After the Rain had to be more grounded in real dates as it used the end of the First World War as a starting point. Even if I hadn’t chosen this very real and well-known event to play a major role in the plot, no novel set in the first half of the 20th Century can over-look the influence of the two major wars on life. Knowing that my male protagonist had fought in WWI, I had to decide on his age in 1914 in order to establish what he had been doing before the war, and then work out his age in 1921, when he first appears. But I never worked out his birthday. I suppose I could have done, but it never felt necessary. It was only when writing Jay for Novel Number Six that I felt the need to pin down his actual birthday.

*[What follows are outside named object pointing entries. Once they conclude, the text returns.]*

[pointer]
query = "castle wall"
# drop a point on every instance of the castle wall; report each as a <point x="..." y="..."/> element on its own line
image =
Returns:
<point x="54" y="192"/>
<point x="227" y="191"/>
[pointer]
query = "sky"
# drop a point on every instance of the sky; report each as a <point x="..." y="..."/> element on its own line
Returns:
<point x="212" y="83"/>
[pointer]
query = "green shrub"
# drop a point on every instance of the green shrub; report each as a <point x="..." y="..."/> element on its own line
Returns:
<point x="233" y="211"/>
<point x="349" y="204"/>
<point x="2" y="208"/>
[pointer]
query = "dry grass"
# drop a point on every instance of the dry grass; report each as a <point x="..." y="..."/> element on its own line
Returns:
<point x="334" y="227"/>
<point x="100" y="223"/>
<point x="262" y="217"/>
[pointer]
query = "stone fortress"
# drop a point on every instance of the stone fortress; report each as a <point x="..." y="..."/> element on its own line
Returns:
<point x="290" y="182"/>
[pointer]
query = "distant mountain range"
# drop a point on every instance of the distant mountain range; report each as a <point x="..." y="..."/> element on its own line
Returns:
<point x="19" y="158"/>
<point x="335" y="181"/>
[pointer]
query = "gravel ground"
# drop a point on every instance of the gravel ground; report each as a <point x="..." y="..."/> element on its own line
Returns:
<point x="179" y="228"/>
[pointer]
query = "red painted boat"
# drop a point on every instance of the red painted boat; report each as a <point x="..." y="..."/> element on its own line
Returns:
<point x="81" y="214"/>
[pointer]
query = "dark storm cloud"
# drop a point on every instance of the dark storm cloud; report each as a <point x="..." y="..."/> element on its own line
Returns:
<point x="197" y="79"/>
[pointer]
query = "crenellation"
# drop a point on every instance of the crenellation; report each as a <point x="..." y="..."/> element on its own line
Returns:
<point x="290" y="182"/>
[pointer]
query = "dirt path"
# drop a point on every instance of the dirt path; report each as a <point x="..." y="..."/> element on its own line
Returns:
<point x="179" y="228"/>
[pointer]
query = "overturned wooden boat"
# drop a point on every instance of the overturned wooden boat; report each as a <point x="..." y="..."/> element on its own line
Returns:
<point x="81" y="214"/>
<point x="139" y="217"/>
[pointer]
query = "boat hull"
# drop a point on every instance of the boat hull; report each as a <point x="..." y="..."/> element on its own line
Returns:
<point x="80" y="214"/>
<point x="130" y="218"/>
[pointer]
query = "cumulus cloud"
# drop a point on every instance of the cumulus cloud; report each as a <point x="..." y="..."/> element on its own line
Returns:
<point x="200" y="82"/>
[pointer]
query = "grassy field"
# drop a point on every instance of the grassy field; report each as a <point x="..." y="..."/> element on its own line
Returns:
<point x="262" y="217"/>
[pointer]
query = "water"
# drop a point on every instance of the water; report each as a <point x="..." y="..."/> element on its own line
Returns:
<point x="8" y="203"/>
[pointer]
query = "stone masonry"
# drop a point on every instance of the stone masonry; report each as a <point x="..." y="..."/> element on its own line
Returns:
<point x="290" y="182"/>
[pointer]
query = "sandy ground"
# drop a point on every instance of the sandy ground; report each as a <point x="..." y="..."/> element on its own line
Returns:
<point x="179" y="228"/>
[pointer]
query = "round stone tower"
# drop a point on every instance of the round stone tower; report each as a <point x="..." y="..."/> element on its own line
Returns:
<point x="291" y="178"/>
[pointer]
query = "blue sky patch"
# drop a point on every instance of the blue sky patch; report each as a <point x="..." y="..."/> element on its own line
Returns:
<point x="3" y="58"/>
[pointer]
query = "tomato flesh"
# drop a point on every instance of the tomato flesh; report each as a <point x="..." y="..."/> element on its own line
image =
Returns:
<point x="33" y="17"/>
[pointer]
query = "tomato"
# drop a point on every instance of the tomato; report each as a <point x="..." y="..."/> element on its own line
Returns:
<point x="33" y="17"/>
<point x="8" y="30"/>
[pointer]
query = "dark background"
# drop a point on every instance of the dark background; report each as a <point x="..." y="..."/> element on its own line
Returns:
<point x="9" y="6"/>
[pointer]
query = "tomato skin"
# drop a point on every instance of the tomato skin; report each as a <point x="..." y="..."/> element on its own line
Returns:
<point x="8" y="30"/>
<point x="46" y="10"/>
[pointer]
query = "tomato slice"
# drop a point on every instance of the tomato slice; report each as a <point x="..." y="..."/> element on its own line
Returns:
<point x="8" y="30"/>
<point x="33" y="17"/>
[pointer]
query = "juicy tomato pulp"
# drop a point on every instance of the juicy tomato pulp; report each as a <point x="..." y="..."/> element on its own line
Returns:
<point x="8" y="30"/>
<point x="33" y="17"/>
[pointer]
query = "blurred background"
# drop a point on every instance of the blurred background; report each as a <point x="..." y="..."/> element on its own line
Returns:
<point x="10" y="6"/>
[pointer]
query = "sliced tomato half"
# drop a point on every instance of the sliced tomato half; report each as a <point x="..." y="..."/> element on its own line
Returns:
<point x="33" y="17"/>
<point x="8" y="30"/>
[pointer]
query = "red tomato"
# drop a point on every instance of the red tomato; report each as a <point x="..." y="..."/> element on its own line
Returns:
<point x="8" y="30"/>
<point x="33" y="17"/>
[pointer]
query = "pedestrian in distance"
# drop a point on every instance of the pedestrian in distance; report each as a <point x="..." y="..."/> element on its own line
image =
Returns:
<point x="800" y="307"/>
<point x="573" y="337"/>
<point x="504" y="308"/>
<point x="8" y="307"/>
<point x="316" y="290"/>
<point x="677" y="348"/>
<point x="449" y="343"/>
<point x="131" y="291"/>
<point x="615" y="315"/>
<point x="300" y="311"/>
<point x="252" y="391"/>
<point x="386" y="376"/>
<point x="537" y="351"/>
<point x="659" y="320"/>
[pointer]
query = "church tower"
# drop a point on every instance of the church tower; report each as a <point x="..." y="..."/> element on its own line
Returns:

Maybe the reason for doing it this time is because Jay is of my generation. The novel is set at the end of 1980s, going into 1990, dates that I chose very specifically because they are contemporaneous with my own life. This isn’t history – I can remember these dates! Like my characters, I was at secondary school at this time, and I have used my own experiences and recollections to shape the novel. Jay and his friends are the third cohort to take the GCSE exams, putting them in the school year below me. That is significant to the story, as are some of the other details I have included. I haven’t put too many in; I didn’t want to overload the narrative with nostalgic references from my youth, and there were things going on in the world that perhaps I should have put in but didn’t. But Jay’s birthday, no matter how insignificant it was to the plot, felt like something I wanted to know. I knew that Jay would have got his GCSE results on Thursday 23rd August 1990, at the age of sixteen. From there, I decided that he would have turned sixteen in 1989, fixing on 12th October as the date. This also meant that he would have been born in the year 1973 – the same as me. Like me, 2024 would have marked his 51st birthday.
Is it weird to celebrate the birthday of a fictional character? Probably, but he feels real to me, so – Happy Birthday, Jay. Hopefully, it won’t be too much longer before you can meet him too, and then you might understand why it means so much to me.